Viele Bestimmungen trafen auf erbitterten Widerstand. In Ungarn und in den Niederlanden stand man knapp vor einem offenen Aufstand. Nicht nur verstockte Traditionalisten sahen sich durch die Flut von Reformmaßnahmen, die von Wien aus dekretiert wurden, bedroht und traten gegen die als Willkür empfundenen und unsensiblen Vereinheitlichungstendenzen auf.

Die Reaktion auf den von Joseph forcierten Zentralismus stellte den Funken zur Bildung eines modernen Nationalbewusstseins auf dem Gebiet des Vielvölkerstaates dar. Als Beispiel sei hier die Intention Josephs genannt, Deutsch als alleinige Verwaltungs- und Verkehrssprache zu etablieren, wobei der Kaiser hier nicht im Sinne eines deutschnationalen Kulturimperialismus handelte, sondern aus Gründen der vereinfachten Verwaltung. Es kam in Reaktion darauf zu einer Wiederbesinnung auf lokale Sprachen und zu einem Anstoß für die landeskundliche Erforschung der Kronländer.

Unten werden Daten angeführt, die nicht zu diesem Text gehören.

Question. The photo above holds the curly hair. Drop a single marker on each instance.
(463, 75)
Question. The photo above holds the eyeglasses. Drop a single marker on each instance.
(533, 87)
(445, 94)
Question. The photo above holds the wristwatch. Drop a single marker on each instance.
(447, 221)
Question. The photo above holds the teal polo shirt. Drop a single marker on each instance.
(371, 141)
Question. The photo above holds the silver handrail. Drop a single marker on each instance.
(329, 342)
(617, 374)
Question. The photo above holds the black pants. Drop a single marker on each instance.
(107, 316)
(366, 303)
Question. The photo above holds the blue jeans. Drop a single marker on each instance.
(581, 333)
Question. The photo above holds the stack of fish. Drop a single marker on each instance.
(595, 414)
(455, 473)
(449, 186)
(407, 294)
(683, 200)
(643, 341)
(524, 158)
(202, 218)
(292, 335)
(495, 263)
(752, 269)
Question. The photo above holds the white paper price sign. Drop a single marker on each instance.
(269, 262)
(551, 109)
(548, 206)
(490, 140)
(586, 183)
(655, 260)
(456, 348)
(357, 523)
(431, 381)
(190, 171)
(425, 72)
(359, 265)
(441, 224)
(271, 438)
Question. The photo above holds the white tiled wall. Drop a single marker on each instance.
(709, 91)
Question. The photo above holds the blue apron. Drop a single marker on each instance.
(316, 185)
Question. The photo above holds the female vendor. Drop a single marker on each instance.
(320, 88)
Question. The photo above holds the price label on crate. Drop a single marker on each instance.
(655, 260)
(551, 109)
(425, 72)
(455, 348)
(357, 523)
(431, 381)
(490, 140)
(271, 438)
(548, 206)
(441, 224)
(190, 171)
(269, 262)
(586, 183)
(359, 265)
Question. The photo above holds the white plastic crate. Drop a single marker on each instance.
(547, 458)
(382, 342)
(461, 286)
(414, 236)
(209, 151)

Gesundheitlich schwer angeschlagen und aufgrund seines enormen Arbeitspensums verausgabt, musste Joseph am Ende seines Lebens erkennen, dass seine Bemühungen größtenteils gescheitert waren. Auf dem Totenbett sah sich der Kaiser gezwungen, zahlreiche Maßnahmen zu widerrufen. Er stand vor den Trümmern seiner Regentschaft, als er im Alter von 49 Jahren am 20. Februar 1790 in Wien starb.